More generally, why is it that the proponents of the fuel-economy standards assume that market forces somehow are incapable of seeing the higher future fuel prices that the bureaucrats predict? Are consumers and producers stupid? Is it really the case that markets are more myopic than politicians driven by the imperatives of the looming election cycle? Merely peruse the history of U.S. government projections for the price of oil to see whether it is the bureaucracy or market futures prices that are to be trusted. More generally: Why should we believe that bureaucrats and politicians are so smart?
It is far from irrelevant to note that in the context of the eternal quest by government to expand its power at the expense of individual freedom, the presumption of market rationality is closely analogous to the presumption of innocence for those accused of crimes, not because we believe it to be true in any given case, but because the opposite presumption leads toward a system of totalitarianism.
The arguments offered in support of the fuel-economy standards are so weak that it is easy to conclude that there is a deeper political agenda underlying the leftist rage at the decision to reinstitute the mid-term review.
Notice that the regulatory system allows auto manufacturers failing to meet the fleet average requirements to buy credits from others. In 2016, for example, Fiat Chrysler purchased 21.9 million credits, while Honda sold 20.7 million. This system means that purchasers of SUVs and trucks subsidize buyers of small autos and electric cars; that is, urban consumers receive a transfer from rural and suburban drivers.
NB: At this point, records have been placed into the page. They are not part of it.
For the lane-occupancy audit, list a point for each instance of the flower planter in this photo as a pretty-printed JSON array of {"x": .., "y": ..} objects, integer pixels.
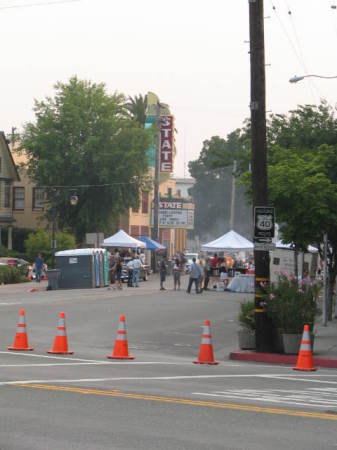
[
  {"x": 246, "y": 339},
  {"x": 291, "y": 343}
]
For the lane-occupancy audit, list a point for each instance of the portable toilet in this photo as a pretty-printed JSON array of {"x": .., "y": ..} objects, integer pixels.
[{"x": 81, "y": 268}]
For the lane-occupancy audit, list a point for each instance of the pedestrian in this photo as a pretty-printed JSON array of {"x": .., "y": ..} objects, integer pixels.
[
  {"x": 118, "y": 272},
  {"x": 162, "y": 273},
  {"x": 223, "y": 272},
  {"x": 207, "y": 272},
  {"x": 202, "y": 275},
  {"x": 176, "y": 274},
  {"x": 130, "y": 272},
  {"x": 195, "y": 275},
  {"x": 39, "y": 261},
  {"x": 136, "y": 268}
]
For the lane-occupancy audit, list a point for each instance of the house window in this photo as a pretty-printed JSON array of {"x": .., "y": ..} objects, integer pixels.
[
  {"x": 7, "y": 194},
  {"x": 38, "y": 198},
  {"x": 145, "y": 202},
  {"x": 18, "y": 198},
  {"x": 144, "y": 231},
  {"x": 134, "y": 230}
]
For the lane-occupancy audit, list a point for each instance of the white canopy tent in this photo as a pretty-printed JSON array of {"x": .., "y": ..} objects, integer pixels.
[
  {"x": 230, "y": 241},
  {"x": 123, "y": 240},
  {"x": 281, "y": 244}
]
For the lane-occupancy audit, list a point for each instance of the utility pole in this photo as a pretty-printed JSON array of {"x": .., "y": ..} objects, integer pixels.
[
  {"x": 232, "y": 218},
  {"x": 259, "y": 160},
  {"x": 155, "y": 229}
]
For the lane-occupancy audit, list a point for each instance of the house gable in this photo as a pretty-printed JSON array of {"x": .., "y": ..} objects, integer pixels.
[{"x": 8, "y": 169}]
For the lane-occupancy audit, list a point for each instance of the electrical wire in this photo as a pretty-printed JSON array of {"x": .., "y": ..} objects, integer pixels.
[
  {"x": 47, "y": 3},
  {"x": 296, "y": 51},
  {"x": 312, "y": 84}
]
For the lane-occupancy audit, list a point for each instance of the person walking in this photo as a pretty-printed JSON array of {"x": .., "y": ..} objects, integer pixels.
[
  {"x": 176, "y": 274},
  {"x": 39, "y": 261},
  {"x": 195, "y": 275},
  {"x": 118, "y": 272},
  {"x": 207, "y": 272},
  {"x": 130, "y": 272},
  {"x": 162, "y": 273},
  {"x": 136, "y": 268}
]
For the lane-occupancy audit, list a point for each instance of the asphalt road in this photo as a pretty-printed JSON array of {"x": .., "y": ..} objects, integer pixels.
[{"x": 160, "y": 400}]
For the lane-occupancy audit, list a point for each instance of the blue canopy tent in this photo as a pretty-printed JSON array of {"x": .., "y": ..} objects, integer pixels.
[{"x": 151, "y": 244}]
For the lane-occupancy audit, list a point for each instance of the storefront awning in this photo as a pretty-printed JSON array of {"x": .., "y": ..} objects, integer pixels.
[{"x": 151, "y": 244}]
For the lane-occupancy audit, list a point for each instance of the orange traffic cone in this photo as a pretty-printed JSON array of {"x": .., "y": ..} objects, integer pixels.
[
  {"x": 61, "y": 342},
  {"x": 21, "y": 338},
  {"x": 304, "y": 360},
  {"x": 206, "y": 355},
  {"x": 121, "y": 350}
]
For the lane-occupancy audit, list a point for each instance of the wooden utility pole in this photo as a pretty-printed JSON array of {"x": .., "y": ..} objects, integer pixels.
[{"x": 259, "y": 160}]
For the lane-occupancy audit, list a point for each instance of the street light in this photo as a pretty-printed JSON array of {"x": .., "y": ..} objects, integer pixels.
[{"x": 296, "y": 79}]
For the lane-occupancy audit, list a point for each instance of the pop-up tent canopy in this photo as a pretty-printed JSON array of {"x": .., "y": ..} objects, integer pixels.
[
  {"x": 152, "y": 245},
  {"x": 123, "y": 240},
  {"x": 281, "y": 244},
  {"x": 230, "y": 241}
]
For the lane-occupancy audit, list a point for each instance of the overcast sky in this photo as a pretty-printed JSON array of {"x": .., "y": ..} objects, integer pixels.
[{"x": 192, "y": 54}]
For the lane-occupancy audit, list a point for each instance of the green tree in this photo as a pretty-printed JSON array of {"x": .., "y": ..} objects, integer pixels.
[
  {"x": 86, "y": 138},
  {"x": 40, "y": 242},
  {"x": 213, "y": 188},
  {"x": 305, "y": 197}
]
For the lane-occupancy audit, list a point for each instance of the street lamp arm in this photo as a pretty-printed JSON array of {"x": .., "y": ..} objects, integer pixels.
[{"x": 295, "y": 79}]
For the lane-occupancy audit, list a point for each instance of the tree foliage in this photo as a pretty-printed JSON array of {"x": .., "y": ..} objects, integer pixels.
[
  {"x": 40, "y": 242},
  {"x": 213, "y": 188},
  {"x": 302, "y": 179},
  {"x": 86, "y": 138}
]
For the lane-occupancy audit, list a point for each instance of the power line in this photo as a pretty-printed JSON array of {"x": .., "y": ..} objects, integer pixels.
[{"x": 30, "y": 5}]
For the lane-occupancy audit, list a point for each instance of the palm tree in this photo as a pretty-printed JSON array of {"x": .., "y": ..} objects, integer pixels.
[{"x": 137, "y": 107}]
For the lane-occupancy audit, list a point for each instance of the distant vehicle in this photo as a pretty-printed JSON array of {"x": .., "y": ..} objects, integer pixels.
[{"x": 189, "y": 260}]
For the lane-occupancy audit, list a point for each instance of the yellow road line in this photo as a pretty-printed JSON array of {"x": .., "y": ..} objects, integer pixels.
[{"x": 183, "y": 401}]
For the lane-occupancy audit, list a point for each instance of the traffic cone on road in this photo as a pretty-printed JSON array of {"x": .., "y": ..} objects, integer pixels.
[
  {"x": 21, "y": 338},
  {"x": 304, "y": 360},
  {"x": 206, "y": 355},
  {"x": 61, "y": 342},
  {"x": 121, "y": 350}
]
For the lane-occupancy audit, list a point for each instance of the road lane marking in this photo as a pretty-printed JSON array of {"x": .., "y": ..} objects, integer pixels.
[{"x": 183, "y": 401}]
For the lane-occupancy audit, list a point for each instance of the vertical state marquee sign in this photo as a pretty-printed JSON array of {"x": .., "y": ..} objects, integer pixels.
[{"x": 166, "y": 143}]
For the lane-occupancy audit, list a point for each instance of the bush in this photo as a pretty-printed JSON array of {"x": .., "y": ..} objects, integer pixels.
[
  {"x": 40, "y": 242},
  {"x": 11, "y": 275},
  {"x": 246, "y": 314},
  {"x": 291, "y": 303}
]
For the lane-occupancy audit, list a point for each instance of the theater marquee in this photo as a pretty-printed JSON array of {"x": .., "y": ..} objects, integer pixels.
[{"x": 166, "y": 143}]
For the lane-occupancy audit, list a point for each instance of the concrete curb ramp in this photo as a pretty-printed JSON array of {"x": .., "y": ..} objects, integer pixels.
[{"x": 276, "y": 358}]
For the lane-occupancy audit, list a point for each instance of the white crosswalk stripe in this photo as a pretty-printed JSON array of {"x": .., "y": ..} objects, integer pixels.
[{"x": 315, "y": 397}]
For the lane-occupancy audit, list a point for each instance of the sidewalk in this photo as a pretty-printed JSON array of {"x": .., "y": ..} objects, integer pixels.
[{"x": 325, "y": 350}]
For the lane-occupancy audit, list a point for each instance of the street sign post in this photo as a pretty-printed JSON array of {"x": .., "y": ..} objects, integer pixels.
[{"x": 264, "y": 223}]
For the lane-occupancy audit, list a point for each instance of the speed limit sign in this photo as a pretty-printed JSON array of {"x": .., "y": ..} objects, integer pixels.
[{"x": 264, "y": 222}]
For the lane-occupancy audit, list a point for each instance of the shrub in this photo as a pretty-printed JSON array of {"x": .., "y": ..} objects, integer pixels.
[
  {"x": 291, "y": 303},
  {"x": 40, "y": 242},
  {"x": 11, "y": 275}
]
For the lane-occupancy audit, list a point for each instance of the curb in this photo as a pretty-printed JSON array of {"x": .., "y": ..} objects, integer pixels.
[{"x": 277, "y": 358}]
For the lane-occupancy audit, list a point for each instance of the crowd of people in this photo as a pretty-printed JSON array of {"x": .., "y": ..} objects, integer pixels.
[{"x": 126, "y": 265}]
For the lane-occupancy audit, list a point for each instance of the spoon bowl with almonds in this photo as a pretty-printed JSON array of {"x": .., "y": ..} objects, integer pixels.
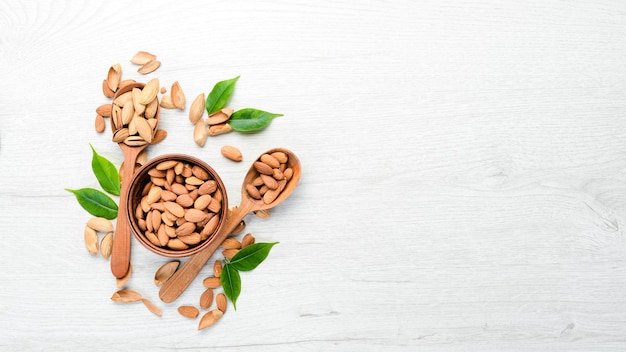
[
  {"x": 135, "y": 118},
  {"x": 284, "y": 168}
]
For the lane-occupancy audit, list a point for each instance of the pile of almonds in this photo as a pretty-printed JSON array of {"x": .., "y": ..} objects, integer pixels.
[
  {"x": 211, "y": 283},
  {"x": 180, "y": 205},
  {"x": 134, "y": 115},
  {"x": 273, "y": 175}
]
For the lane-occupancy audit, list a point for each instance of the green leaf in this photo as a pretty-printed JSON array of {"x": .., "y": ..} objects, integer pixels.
[
  {"x": 251, "y": 256},
  {"x": 220, "y": 94},
  {"x": 248, "y": 120},
  {"x": 97, "y": 203},
  {"x": 231, "y": 282},
  {"x": 106, "y": 173}
]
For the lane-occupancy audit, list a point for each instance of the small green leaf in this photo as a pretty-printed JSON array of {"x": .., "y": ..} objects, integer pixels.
[
  {"x": 219, "y": 95},
  {"x": 251, "y": 256},
  {"x": 97, "y": 203},
  {"x": 248, "y": 120},
  {"x": 231, "y": 282},
  {"x": 106, "y": 173}
]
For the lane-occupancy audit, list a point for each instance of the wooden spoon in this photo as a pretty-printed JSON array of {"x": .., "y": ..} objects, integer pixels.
[
  {"x": 176, "y": 284},
  {"x": 120, "y": 255}
]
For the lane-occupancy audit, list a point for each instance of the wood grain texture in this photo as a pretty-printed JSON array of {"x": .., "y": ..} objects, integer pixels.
[{"x": 463, "y": 172}]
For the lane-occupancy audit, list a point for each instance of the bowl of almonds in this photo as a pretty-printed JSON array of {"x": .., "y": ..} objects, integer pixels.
[{"x": 176, "y": 204}]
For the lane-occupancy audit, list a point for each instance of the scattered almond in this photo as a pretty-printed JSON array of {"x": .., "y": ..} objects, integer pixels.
[
  {"x": 165, "y": 272},
  {"x": 220, "y": 300},
  {"x": 119, "y": 282},
  {"x": 229, "y": 253},
  {"x": 114, "y": 77},
  {"x": 104, "y": 110},
  {"x": 149, "y": 67},
  {"x": 99, "y": 123},
  {"x": 188, "y": 311},
  {"x": 178, "y": 96},
  {"x": 210, "y": 318},
  {"x": 217, "y": 268},
  {"x": 149, "y": 91},
  {"x": 231, "y": 153},
  {"x": 222, "y": 128},
  {"x": 263, "y": 214},
  {"x": 108, "y": 92},
  {"x": 200, "y": 133},
  {"x": 91, "y": 240},
  {"x": 167, "y": 103},
  {"x": 231, "y": 243},
  {"x": 142, "y": 57},
  {"x": 206, "y": 299},
  {"x": 197, "y": 109},
  {"x": 247, "y": 240},
  {"x": 126, "y": 296},
  {"x": 106, "y": 245}
]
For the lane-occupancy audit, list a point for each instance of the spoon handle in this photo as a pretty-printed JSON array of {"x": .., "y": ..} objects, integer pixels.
[
  {"x": 177, "y": 284},
  {"x": 120, "y": 255}
]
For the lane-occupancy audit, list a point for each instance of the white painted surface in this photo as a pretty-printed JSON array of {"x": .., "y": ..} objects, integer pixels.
[{"x": 463, "y": 186}]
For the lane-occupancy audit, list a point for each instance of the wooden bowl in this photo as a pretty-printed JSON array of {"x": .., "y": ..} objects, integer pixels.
[{"x": 141, "y": 206}]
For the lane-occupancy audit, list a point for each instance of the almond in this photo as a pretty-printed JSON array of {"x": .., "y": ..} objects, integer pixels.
[
  {"x": 167, "y": 103},
  {"x": 230, "y": 243},
  {"x": 184, "y": 200},
  {"x": 217, "y": 268},
  {"x": 177, "y": 244},
  {"x": 263, "y": 168},
  {"x": 175, "y": 209},
  {"x": 152, "y": 307},
  {"x": 200, "y": 133},
  {"x": 206, "y": 299},
  {"x": 165, "y": 272},
  {"x": 104, "y": 110},
  {"x": 196, "y": 110},
  {"x": 202, "y": 202},
  {"x": 231, "y": 153},
  {"x": 220, "y": 300},
  {"x": 99, "y": 123},
  {"x": 126, "y": 296},
  {"x": 194, "y": 215},
  {"x": 106, "y": 90},
  {"x": 229, "y": 253},
  {"x": 106, "y": 245},
  {"x": 91, "y": 240},
  {"x": 149, "y": 91},
  {"x": 149, "y": 67},
  {"x": 188, "y": 311},
  {"x": 247, "y": 240},
  {"x": 263, "y": 214},
  {"x": 178, "y": 96},
  {"x": 192, "y": 239},
  {"x": 114, "y": 77},
  {"x": 142, "y": 57},
  {"x": 119, "y": 282},
  {"x": 100, "y": 224},
  {"x": 151, "y": 109},
  {"x": 210, "y": 318},
  {"x": 159, "y": 135},
  {"x": 164, "y": 165},
  {"x": 269, "y": 181},
  {"x": 270, "y": 160},
  {"x": 222, "y": 128},
  {"x": 220, "y": 116},
  {"x": 143, "y": 128},
  {"x": 211, "y": 282}
]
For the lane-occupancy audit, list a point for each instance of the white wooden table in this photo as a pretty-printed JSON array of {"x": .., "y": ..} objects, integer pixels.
[{"x": 464, "y": 184}]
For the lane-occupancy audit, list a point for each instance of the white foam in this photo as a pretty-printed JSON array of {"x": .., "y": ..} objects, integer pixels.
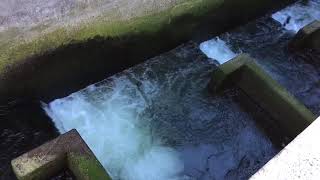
[
  {"x": 295, "y": 17},
  {"x": 217, "y": 49},
  {"x": 108, "y": 118}
]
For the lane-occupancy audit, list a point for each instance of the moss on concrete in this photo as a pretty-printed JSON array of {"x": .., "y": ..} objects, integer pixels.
[
  {"x": 57, "y": 63},
  {"x": 66, "y": 151},
  {"x": 149, "y": 24},
  {"x": 290, "y": 114}
]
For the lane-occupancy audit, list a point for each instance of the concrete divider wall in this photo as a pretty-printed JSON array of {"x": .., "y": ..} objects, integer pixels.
[
  {"x": 292, "y": 116},
  {"x": 66, "y": 151},
  {"x": 66, "y": 59},
  {"x": 307, "y": 37}
]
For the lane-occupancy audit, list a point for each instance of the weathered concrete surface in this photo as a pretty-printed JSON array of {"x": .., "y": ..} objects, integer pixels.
[
  {"x": 67, "y": 151},
  {"x": 307, "y": 37},
  {"x": 299, "y": 160},
  {"x": 47, "y": 58},
  {"x": 292, "y": 116}
]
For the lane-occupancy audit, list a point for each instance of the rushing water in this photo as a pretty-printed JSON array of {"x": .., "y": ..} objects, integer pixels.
[
  {"x": 267, "y": 40},
  {"x": 157, "y": 121},
  {"x": 298, "y": 15}
]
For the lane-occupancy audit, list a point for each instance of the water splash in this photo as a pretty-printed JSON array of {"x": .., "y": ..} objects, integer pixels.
[
  {"x": 298, "y": 15},
  {"x": 145, "y": 122},
  {"x": 217, "y": 49}
]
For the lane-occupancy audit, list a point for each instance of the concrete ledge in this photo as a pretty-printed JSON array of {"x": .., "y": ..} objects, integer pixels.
[
  {"x": 67, "y": 151},
  {"x": 307, "y": 37},
  {"x": 64, "y": 59},
  {"x": 292, "y": 116},
  {"x": 299, "y": 160}
]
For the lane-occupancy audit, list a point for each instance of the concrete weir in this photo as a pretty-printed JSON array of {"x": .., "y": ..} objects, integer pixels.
[
  {"x": 52, "y": 59},
  {"x": 67, "y": 151},
  {"x": 307, "y": 37},
  {"x": 291, "y": 115}
]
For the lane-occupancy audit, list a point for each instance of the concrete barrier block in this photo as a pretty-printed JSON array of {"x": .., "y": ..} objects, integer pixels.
[
  {"x": 292, "y": 115},
  {"x": 307, "y": 37},
  {"x": 66, "y": 151}
]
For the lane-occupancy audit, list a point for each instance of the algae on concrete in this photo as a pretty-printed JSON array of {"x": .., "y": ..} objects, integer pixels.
[
  {"x": 66, "y": 151},
  {"x": 52, "y": 60}
]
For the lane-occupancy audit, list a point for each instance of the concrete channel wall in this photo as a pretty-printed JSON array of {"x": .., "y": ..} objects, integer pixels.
[
  {"x": 307, "y": 38},
  {"x": 290, "y": 114},
  {"x": 66, "y": 151},
  {"x": 47, "y": 64}
]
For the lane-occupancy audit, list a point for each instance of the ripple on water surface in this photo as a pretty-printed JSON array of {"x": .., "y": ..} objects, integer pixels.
[{"x": 157, "y": 121}]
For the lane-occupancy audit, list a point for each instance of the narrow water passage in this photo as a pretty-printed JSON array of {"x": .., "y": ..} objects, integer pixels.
[
  {"x": 157, "y": 121},
  {"x": 267, "y": 40}
]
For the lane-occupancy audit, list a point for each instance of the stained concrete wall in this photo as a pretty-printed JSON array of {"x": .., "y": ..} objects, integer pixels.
[
  {"x": 307, "y": 38},
  {"x": 51, "y": 60},
  {"x": 66, "y": 151},
  {"x": 290, "y": 114}
]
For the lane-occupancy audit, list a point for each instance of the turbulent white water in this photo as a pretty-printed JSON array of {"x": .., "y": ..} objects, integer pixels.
[
  {"x": 109, "y": 119},
  {"x": 298, "y": 15},
  {"x": 217, "y": 49},
  {"x": 156, "y": 121}
]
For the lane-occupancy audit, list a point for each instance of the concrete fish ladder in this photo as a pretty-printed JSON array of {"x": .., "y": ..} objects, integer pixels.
[{"x": 47, "y": 63}]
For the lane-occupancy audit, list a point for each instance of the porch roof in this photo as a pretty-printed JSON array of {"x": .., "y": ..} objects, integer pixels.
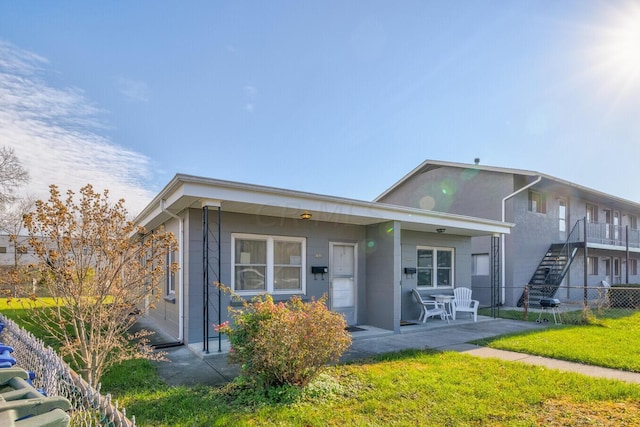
[{"x": 187, "y": 191}]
Is it an accident that this transfer subsidizes blue-state constituencies at the expense of red-state ones? Would the left support the fuel-economy standards if the reverse were true?
That subsidy would grow as the fuel-economy requirements tighten. That is all one needs to know to understand why California politicians are vociferous in their demand that the EPA continue to give that state a waiver to impose rules stricter than the federal ones, so as to force that stricter standard upon the entire nation. This is despite the fact that GHG emissions have nothing to do with the ground ozone problem afflicting California, and despite the preemption under the Environmental Policy and Conservation Act of state regulations “related to” fuel economy.
The Trump administration is to be commended loudly for beginning the process of depoliticizing energy and environmental policy.
Benjamin Zycher is a resident scholar at the American Enterprise Institute.